= Otōri =

Drinking custom in Miyako Island, Okinawa Prefecture, Japan

Otōri (オトーリ, 御通り, おとおり) is a drinking custom in Miyako Island, Okinawa Prefecture, Japan. The custom involves one person offering a toast to each of several other people in a round.

==Custom==
This group ritual involves people sitting in a circle. One person, the oya (master of ceremonies), makes a speech related to the particular celebration or ceremony being observed, filling his own glass with alcohol, usually an Okinawan distilled beverage called awamori, and drains it. The oya then moves around the circle and pours awamori for everyone. After that he makes a short closing speech and chooses another oya to start the next round.

==History==
Similar group rituals involving sake were once practiced across Japan. However, because the consumption of sake itself was limited to auspicious occasions, the popularization of otōri happened relatively recently. It is said that multi-turn ōtori started only after Okinawa Prefecture returned to Japan in 1972. Another popularized drinking ritual called Yoron kenpō can be found on Yoron Island, Kagoshima Prefecture.
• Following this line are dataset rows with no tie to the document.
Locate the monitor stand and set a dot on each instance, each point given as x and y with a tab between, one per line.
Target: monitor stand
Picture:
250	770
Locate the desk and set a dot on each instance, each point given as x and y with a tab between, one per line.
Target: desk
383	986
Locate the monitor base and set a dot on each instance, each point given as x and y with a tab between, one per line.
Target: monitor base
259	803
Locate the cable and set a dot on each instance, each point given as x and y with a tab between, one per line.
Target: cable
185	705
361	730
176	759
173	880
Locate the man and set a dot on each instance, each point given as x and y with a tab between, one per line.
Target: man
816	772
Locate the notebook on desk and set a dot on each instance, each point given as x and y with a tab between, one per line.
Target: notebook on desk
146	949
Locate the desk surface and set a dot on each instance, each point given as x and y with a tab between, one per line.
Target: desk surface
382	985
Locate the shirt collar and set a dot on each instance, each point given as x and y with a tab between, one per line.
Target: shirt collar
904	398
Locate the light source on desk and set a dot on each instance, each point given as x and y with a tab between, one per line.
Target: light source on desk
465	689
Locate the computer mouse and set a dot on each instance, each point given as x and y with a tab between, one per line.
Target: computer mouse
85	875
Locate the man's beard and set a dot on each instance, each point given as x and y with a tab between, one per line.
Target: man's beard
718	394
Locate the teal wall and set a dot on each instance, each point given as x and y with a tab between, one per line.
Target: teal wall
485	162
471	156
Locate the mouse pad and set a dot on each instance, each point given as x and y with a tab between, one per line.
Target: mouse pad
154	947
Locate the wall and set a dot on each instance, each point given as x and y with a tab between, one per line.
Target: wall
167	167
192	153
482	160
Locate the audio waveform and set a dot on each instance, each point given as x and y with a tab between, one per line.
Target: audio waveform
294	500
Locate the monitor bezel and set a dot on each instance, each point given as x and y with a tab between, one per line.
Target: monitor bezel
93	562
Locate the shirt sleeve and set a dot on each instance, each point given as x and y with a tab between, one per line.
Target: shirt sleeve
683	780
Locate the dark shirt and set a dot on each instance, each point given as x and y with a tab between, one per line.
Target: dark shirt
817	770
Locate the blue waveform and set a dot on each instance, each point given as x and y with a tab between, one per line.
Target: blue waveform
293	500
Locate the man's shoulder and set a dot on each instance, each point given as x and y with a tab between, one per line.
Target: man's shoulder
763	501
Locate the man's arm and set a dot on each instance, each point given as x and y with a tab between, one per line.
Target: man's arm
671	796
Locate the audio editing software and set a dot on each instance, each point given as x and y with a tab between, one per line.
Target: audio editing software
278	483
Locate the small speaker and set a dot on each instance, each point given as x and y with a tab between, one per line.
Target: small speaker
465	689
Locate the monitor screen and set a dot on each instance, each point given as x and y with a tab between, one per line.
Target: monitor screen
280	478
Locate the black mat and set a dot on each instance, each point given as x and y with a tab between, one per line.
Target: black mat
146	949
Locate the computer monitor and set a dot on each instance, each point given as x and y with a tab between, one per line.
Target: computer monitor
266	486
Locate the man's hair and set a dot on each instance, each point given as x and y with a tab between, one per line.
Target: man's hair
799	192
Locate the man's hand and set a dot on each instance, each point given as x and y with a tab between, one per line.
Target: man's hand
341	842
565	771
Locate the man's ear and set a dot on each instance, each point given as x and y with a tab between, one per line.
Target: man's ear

The word otōri was used by Miyako's northern neighbor, Ryūkyū on Okinawa Island. As part of New Year's rituals, the king offered awamori to the royal family members, and the highest-ranking officials called sanshikan.

In the 1980s, otōri became popular in Miyako Island, Okinawa Prefecture.

==Perspectives==

Otōri is seen as a root cause of alcohol-related health problems in Miyako. In 2005, Miyako Health Authority started issuing ōtori cards, red cards (off liquor) and yellow cards (giving one's liver a rest), with which people were supposed to decline the offer more easily.

In 2020, Okinawa's prefectural government issued an advisory requesting that people refrain from the practice because of concerns relating to the spread of COVID-19.